What are callable bonds? And what are the risk and return of callable bonds?

Q: What are callable bonds? And what are the risk and return of callable bonds?

A: Callable bonds are fixed income securities that give the issuer the right, but not the obligation, to call in, or prepay, the bond prior to maturity. Issuers can be expected to exercise this right if they are able to reissue new debt at lower interest rates, once all costs of a recall and new issuance are considered.

The presence of the call feature greatly affects the risks and potential rewards of owning a bond. The failure to understand this risk creates the potential for large losses and investors being abused by broker-dealers. Most municipal and agency bonds, as well as some corporate bonds, have a feature that gives the issuer the right, but not the obligation, to prepay the principal (prior to maturity) on a specific date or dates.
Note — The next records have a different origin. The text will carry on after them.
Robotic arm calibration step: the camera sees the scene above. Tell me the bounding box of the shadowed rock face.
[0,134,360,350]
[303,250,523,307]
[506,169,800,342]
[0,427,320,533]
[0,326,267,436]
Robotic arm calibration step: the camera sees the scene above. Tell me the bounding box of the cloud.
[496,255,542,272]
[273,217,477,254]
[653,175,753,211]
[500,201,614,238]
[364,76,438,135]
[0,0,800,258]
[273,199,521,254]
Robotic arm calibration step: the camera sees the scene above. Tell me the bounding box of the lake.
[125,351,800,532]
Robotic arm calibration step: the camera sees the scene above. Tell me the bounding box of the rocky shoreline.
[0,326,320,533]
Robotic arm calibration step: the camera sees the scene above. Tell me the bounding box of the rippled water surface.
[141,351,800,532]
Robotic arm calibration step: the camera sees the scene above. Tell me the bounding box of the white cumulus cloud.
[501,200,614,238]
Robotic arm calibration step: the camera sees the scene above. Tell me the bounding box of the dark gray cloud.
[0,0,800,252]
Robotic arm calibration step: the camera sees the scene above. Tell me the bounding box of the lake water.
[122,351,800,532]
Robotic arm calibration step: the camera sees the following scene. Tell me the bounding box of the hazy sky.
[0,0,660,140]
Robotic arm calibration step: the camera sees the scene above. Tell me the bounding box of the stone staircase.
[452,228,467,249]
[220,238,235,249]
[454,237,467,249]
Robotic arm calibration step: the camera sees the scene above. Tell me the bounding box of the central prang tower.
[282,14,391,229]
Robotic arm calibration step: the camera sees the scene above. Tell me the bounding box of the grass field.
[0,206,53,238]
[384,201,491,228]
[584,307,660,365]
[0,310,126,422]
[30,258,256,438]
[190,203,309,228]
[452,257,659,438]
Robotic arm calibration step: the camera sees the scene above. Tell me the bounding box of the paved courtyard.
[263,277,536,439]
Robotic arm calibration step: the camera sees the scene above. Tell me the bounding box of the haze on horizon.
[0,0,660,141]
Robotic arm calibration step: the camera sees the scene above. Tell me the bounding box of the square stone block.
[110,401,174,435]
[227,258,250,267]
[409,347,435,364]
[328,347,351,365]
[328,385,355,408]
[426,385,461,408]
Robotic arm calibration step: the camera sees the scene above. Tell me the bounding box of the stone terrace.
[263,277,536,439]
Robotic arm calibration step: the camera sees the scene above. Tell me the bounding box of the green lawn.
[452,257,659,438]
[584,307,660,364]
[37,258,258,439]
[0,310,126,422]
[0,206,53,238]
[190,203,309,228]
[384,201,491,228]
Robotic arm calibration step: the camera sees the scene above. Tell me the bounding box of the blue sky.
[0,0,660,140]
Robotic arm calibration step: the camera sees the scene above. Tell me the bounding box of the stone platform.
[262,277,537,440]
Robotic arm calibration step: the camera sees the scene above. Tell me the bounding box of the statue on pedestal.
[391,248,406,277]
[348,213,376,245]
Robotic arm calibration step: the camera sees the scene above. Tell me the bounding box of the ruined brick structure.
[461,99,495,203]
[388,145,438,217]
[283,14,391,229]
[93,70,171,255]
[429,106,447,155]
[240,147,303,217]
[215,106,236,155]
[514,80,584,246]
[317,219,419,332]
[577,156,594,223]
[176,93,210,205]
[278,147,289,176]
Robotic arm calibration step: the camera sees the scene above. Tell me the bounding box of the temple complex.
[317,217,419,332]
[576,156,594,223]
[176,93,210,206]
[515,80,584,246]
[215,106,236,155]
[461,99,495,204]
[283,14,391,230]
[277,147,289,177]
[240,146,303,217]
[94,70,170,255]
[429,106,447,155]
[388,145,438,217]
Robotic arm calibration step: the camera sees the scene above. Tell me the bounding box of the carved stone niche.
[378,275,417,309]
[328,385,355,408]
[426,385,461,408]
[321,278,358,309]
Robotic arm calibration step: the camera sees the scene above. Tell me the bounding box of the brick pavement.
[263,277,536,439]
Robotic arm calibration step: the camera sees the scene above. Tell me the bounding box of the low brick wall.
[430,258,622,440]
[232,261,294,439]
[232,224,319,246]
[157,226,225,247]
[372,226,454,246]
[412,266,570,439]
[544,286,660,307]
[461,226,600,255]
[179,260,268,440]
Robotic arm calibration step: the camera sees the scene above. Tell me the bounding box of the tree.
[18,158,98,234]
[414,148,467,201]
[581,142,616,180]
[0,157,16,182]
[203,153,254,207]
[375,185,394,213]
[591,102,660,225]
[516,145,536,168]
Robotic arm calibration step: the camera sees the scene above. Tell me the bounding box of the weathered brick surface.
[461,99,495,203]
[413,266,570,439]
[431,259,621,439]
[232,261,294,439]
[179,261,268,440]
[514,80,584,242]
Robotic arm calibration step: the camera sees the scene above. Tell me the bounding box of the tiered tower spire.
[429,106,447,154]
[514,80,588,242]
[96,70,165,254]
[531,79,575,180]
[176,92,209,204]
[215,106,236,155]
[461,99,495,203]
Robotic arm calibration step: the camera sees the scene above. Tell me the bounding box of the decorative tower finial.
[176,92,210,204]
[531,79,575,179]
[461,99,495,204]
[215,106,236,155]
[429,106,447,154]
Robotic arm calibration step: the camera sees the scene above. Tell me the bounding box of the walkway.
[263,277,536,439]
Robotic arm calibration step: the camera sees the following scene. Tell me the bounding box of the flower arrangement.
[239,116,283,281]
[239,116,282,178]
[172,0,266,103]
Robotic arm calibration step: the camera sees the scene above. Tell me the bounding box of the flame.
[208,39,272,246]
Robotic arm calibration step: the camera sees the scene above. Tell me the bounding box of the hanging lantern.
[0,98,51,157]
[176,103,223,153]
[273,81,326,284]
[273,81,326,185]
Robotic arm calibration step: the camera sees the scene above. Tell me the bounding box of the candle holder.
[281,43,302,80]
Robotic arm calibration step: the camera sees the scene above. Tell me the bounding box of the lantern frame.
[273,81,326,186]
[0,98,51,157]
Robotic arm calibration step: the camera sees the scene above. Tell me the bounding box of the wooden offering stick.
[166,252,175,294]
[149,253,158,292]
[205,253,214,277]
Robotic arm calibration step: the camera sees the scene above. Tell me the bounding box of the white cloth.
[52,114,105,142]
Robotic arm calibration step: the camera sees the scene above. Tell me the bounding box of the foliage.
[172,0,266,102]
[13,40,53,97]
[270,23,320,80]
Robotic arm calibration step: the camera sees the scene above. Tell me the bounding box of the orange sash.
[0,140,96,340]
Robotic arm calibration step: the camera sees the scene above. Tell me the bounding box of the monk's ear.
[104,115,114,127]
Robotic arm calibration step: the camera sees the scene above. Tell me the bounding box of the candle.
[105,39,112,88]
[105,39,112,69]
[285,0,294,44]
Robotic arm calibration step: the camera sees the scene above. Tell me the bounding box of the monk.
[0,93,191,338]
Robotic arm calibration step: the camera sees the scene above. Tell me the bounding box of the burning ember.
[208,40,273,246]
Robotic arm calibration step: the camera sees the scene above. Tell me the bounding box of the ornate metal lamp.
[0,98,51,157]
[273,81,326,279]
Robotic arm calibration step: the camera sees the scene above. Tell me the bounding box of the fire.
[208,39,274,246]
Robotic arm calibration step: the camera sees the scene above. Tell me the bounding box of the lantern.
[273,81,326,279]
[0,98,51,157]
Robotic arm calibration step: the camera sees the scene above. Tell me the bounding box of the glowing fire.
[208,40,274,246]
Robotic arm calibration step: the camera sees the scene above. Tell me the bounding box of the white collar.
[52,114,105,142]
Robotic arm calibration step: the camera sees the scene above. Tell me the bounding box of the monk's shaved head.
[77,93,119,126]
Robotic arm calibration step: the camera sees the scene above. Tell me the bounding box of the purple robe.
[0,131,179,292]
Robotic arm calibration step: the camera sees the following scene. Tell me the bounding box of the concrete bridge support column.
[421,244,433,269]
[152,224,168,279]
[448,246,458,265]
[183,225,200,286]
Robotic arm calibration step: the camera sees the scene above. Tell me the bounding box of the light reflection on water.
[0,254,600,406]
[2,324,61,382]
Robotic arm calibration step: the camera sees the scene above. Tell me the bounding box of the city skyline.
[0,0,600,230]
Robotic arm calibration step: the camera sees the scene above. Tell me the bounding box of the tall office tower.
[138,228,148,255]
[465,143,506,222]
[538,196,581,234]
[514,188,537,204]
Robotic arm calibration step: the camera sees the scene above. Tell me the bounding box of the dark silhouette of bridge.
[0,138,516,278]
This call feature creates significant risk to investors, for which they do receive a higher yield as compensation. The higher yield creates the potential for great returns but also, depending on the price paid for the bond, the potential for underperformance because the issuer will only call the bond if interest rates have fallen significantly since the time of issuance (rates need to have fallen sufficiently to overcome the cost of a new issue to replace the original one).

When an investor purchases a bond with a call feature, the incremental yield slightly shortens the bond’s duration. As a result, if rates rise, the value of the callable bond will not fall quite as much. But in accepting this benefit, the investor is also accepting the risk that, should interest rates fall significantly, the bond likely will be called by the issuer (assuming the issuer has maintained its credit worthiness). Because of the higher incremental yield, many broker-dealers tend to build portfolios with longer-maturity bonds that contain short call features. Longer-term bonds typically have higher markups, so this strategy allows brokers to charge higher markups in the hope that the bonds will get called, giving them the opportunity to mark up another bond. This strategy can have negative consequences to investor when interest rates rise because the duration of the portfolio could rise dramatically, adding more volatility. The same is true if rates fall because this is when bonds will typically be called, leaving the client to invest in a low-interest-rate environment.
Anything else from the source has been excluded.